Learn to Be Alone By Starting Small
For some, dedicating alone time can feel like an overwhelming task. One big reason for this, Dr. Skolnick explains, is that some people are simply not used to being alone.
The best way to adjust to alone time is to practice and start small. Dr. Skolnick suggests beginning with short increments of time, such as two minutes or five minutes, and try doing something that you like.
“For example, you can listen to a song you like, put on lotion, read or anything else that you desire to do.”
Make a List of the Benefits of Alone Time
Like creating a calendar of your alone time, making a list can feel silly, but it’s actually quite beneficial. Because just your schedule, your list is going to help you get the most out of your alone time.
When making your list, Dr. Skolnick says you should think about your goals for alone time, whether it’s to feel relaxed, energized, intellectually stimulated, etc. Then, she says, you can “pick those activities that are in line with your goals and consider how long you might want to spend in alone time.”
Don’t Mistake Solitude for Loneliness
Alone time can feel strange or even unnatural to some, but it’s important to remember that this dedicated time isn’t loneliness.

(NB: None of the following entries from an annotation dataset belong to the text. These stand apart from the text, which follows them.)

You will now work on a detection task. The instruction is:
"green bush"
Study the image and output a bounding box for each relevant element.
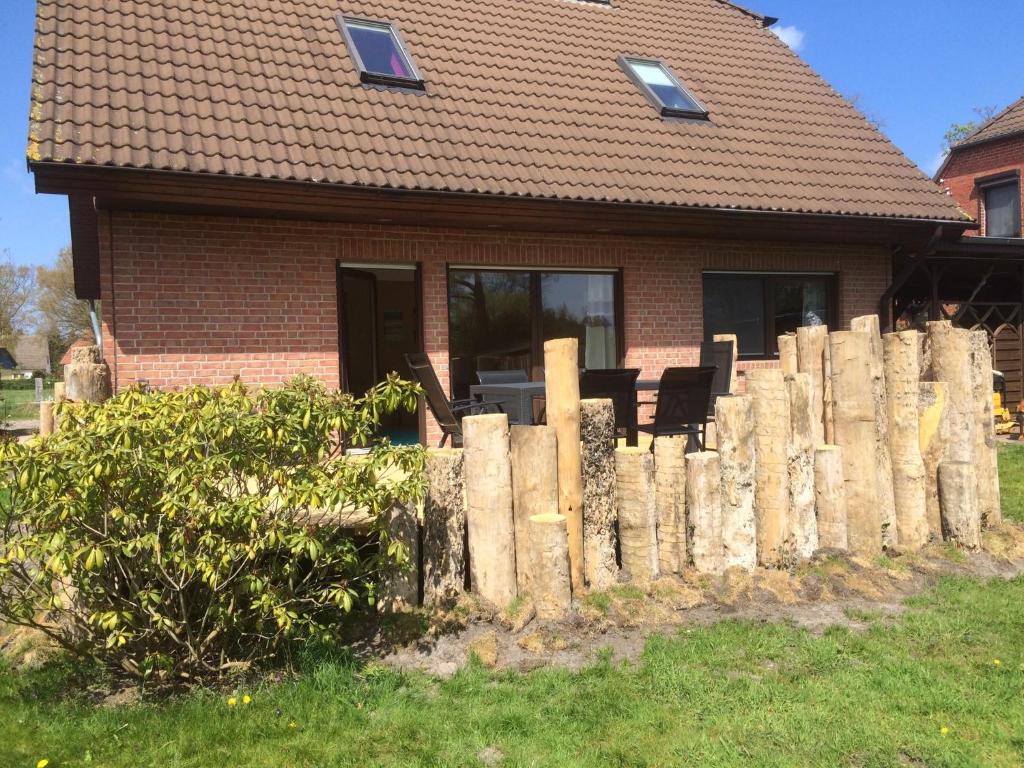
[0,376,425,680]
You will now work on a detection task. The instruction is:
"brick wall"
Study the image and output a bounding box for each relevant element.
[939,136,1024,236]
[100,212,890,444]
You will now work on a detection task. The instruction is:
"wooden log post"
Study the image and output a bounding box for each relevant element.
[797,326,831,446]
[686,451,725,573]
[423,449,466,607]
[580,399,618,590]
[65,346,113,402]
[939,462,981,549]
[39,400,53,437]
[544,339,586,591]
[527,513,572,621]
[462,414,517,608]
[615,447,658,583]
[379,504,420,612]
[828,331,882,559]
[715,395,758,570]
[850,314,899,547]
[971,331,1002,527]
[778,334,800,376]
[918,381,949,541]
[654,437,686,575]
[814,445,849,551]
[746,369,793,567]
[785,373,818,559]
[882,331,930,551]
[712,334,739,394]
[511,426,567,595]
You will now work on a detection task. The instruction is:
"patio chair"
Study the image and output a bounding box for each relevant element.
[406,352,502,447]
[580,368,640,445]
[638,367,716,453]
[700,341,733,421]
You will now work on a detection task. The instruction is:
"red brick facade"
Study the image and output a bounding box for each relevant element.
[100,212,891,437]
[939,135,1024,236]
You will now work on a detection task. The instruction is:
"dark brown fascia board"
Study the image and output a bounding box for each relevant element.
[31,163,977,247]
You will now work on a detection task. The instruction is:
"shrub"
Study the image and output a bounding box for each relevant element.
[0,376,424,680]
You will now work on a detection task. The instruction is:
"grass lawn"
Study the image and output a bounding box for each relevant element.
[0,445,1024,768]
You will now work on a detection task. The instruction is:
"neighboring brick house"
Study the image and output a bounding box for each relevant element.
[29,0,972,436]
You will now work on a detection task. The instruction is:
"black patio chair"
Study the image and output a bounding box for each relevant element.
[639,368,716,453]
[580,368,640,445]
[476,368,529,384]
[406,352,502,447]
[700,341,733,421]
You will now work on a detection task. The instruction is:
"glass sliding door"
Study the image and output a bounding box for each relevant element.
[449,268,622,397]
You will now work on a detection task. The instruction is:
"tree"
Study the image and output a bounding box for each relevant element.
[0,251,36,339]
[36,246,92,365]
[942,106,996,155]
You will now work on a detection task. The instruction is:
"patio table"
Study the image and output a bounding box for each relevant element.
[469,379,658,425]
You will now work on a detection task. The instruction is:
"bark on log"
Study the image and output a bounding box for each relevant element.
[939,462,981,549]
[712,334,739,394]
[971,331,1002,527]
[918,381,949,541]
[65,346,113,402]
[778,334,800,376]
[580,399,618,590]
[544,339,585,590]
[883,331,930,550]
[746,370,793,567]
[380,504,420,612]
[615,447,658,582]
[686,451,725,573]
[527,513,572,621]
[814,445,849,550]
[715,395,758,570]
[462,414,517,608]
[828,331,882,559]
[797,326,831,446]
[785,373,818,558]
[511,426,568,595]
[423,449,466,607]
[850,314,899,547]
[654,437,686,575]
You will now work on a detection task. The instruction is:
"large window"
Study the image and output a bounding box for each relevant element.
[703,272,836,359]
[982,179,1021,238]
[449,268,623,397]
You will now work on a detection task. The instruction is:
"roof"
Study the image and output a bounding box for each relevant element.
[953,97,1024,151]
[29,0,967,221]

As Dr. Skolnick explains, “Loneliness is an emotion that anyone can feel at any time, whether they are physically alone or not. People often feel lonely when they are not with anyone, however, it is possible to feel lonely even when someone else is present.”
“In actively choosing to take some alone time, you can plan something to do that is soothing, enjoyable, or relaxing,” Dr. Skolnick says, adding, “This will evoke positive emotions and help you reconnect with yourself.
If you do start to feel lonely during your alone time, that’s OK, too, Dr. Skolnick assures. “Just try to think about the goal of your alone time and plan what you are going to do so you are more likely to get the most out of it.”
Make a Plan For Your Alone Time
Your personal plan comes down, ultimately, to what your definition of alone time is, Dr. Dodson says. For some, it will be an outlet for creativity, for others, it can be simple moments of reflection while drinking a cup of tea.
Alone time can also be a time to try something new, Dr. Skolnick says, or simply to practice being mindfully in the moment rather than worrying about the unknown future, especially during these uncertain times.
Whatever your plan for alone time is, you can and should stick to it, even after quarantine comes to an end in the coming months.